What I'm thinking is that, is there possibly something outside (or above) mathematics, that can tell us that "..." is true, in a way very different from normal mathematical proof, and we can totally believe this. I know this sounds unscientific, like religion, but seems that science haven't prohibited this to happen. Can there actually be another definition of "True" in mathematics, that we can know something to be true without really proving it?
I am personally of the opinion that the claim $2 + 2 = 4$ is a scientific conclusion of repeated experiment, to do with combining collections of size 2 and observing the size of the result. In particular, if I'm building a foundations for mathematics and after much effort I devise an axiomatic system that proves $2 + 2 = 4$, it is completely absurd to say “oh, thank goodness, it is true after all”.

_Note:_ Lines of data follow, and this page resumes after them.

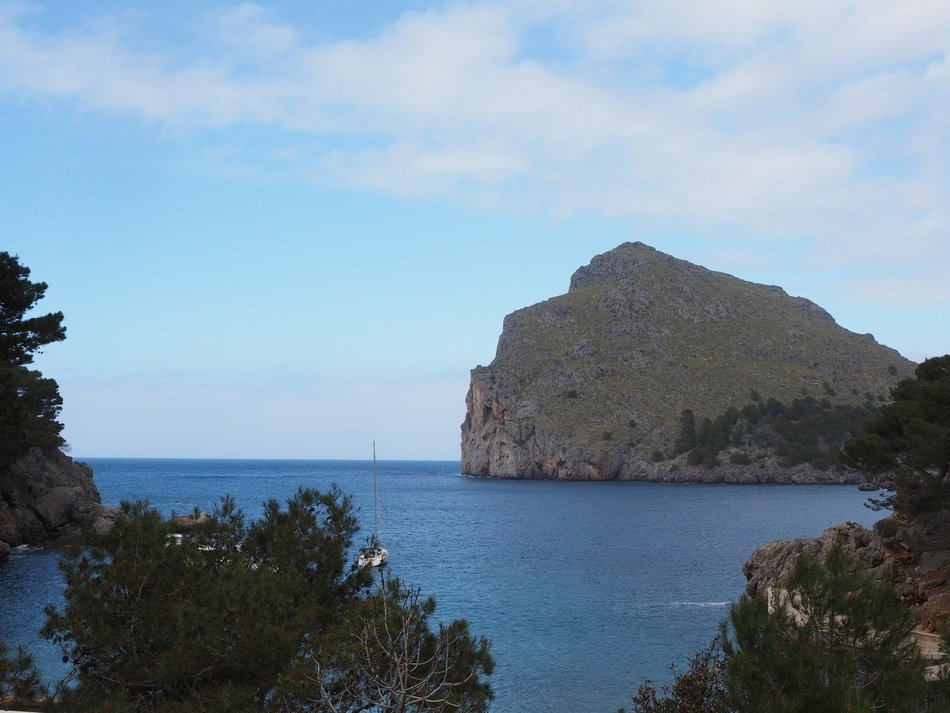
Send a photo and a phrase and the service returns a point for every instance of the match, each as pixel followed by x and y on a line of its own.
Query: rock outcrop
pixel 46 496
pixel 914 558
pixel 591 385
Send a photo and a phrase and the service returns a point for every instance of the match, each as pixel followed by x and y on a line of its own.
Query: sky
pixel 290 229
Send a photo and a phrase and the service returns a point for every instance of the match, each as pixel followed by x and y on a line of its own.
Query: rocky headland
pixel 46 496
pixel 595 384
pixel 915 558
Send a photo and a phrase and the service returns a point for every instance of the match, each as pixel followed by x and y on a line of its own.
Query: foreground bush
pixel 271 616
pixel 834 640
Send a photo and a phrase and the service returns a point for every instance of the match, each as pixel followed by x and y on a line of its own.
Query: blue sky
pixel 287 229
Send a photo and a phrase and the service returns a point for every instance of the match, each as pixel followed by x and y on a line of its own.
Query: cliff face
pixel 914 558
pixel 45 496
pixel 592 384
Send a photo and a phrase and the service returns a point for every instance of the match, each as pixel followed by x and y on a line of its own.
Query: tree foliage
pixel 910 440
pixel 808 430
pixel 19 679
pixel 235 616
pixel 834 640
pixel 29 403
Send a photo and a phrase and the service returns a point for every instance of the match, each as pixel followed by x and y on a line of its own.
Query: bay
pixel 585 589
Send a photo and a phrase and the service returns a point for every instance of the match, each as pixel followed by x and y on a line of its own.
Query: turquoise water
pixel 585 589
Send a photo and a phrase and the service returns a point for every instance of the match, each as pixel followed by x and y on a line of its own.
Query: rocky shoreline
pixel 45 497
pixel 914 558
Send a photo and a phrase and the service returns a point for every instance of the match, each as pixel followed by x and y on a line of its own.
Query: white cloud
pixel 819 119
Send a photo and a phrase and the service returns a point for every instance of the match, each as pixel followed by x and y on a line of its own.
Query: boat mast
pixel 379 524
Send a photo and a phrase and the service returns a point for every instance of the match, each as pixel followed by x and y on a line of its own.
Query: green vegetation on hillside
pixel 267 616
pixel 641 336
pixel 29 403
pixel 910 440
pixel 807 431
pixel 834 641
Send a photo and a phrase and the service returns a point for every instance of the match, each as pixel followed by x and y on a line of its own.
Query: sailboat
pixel 374 554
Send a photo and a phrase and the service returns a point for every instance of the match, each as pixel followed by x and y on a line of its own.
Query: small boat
pixel 374 554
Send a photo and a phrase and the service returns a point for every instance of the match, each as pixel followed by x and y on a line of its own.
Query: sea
pixel 585 589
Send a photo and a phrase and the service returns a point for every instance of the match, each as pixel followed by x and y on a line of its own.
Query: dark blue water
pixel 585 589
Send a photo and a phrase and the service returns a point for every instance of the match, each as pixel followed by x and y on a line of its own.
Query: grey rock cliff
pixel 590 384
pixel 915 559
pixel 46 496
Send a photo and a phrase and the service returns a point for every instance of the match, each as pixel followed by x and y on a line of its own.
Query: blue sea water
pixel 585 589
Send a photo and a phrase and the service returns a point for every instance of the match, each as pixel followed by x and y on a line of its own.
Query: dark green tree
pixel 29 403
pixel 392 662
pixel 834 640
pixel 227 615
pixel 698 689
pixel 909 439
pixel 19 679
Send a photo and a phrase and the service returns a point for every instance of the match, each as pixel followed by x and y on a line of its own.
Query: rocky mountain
pixel 45 496
pixel 652 368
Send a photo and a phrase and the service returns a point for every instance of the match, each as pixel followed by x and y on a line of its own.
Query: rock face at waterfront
pixel 915 558
pixel 46 496
pixel 593 384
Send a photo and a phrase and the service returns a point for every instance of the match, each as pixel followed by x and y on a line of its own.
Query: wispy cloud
pixel 782 119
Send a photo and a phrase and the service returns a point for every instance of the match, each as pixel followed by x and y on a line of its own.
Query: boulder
pixel 46 495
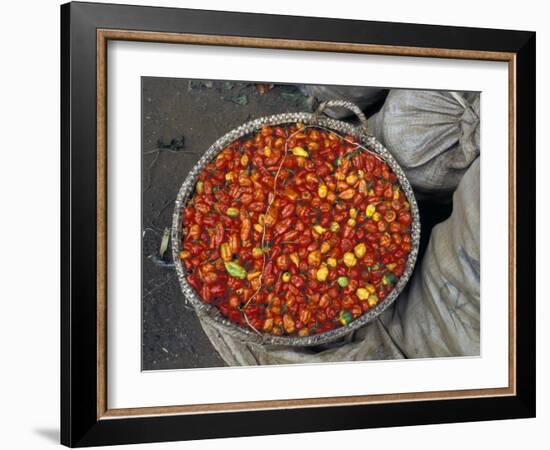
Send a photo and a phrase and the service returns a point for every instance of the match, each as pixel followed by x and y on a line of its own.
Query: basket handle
pixel 344 104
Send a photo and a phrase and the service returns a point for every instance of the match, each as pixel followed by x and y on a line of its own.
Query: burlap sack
pixel 434 135
pixel 436 316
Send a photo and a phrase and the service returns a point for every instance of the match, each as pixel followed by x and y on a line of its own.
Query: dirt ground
pixel 181 119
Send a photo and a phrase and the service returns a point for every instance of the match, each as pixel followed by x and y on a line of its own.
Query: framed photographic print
pixel 276 224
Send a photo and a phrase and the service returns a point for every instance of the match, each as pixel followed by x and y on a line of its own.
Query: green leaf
pixel 235 270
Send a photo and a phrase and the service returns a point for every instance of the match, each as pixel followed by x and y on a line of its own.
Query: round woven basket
pixel 360 133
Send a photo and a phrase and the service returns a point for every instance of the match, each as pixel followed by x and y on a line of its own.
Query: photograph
pixel 305 224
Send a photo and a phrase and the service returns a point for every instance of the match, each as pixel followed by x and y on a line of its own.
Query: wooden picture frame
pixel 86 418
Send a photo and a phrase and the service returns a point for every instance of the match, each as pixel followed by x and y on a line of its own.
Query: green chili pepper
pixel 345 317
pixel 342 281
pixel 235 270
pixel 389 278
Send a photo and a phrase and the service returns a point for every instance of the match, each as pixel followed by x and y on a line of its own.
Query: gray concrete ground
pixel 184 118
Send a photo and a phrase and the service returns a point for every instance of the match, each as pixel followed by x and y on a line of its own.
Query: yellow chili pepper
pixel 319 229
pixel 349 259
pixel 360 250
pixel 258 228
pixel 334 227
pixel 322 273
pixel 362 294
pixel 371 209
pixel 299 151
pixel 225 252
pixel 232 212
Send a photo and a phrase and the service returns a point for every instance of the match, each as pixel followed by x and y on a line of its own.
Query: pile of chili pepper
pixel 295 231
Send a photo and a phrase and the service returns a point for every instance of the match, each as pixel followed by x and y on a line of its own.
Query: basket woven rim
pixel 186 192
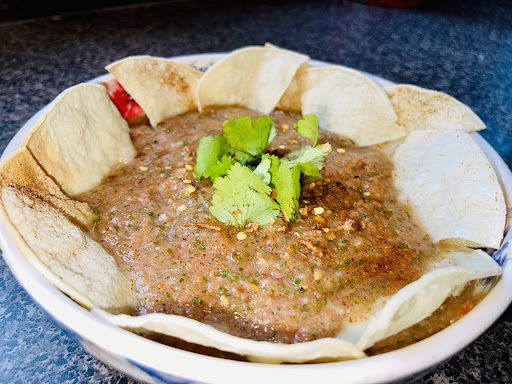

Such a proof, I claim, is purely and only a proof of the adequacy of your logical system for proving true facts, which after all you'd very much hope a logical system could do. Imagine what would happen if you devised a system with axioms that you believed were true, and after all it happened that in this system $2 + 2 = 5$. You would certainly not revise your opinion of arithmetic! You'd re-inspect your axioms, or your rules of inference, or the whole idea of logical foundations sooner than you'd decide $2 + 2$ was anything other than $4$.
So, yes, I claim that there are certainly truths that precede any proof. They are perhaps not systematic or easily-identifiable, but that is after all the whole purpose of formal logic and proof, to introduce some order to the mess.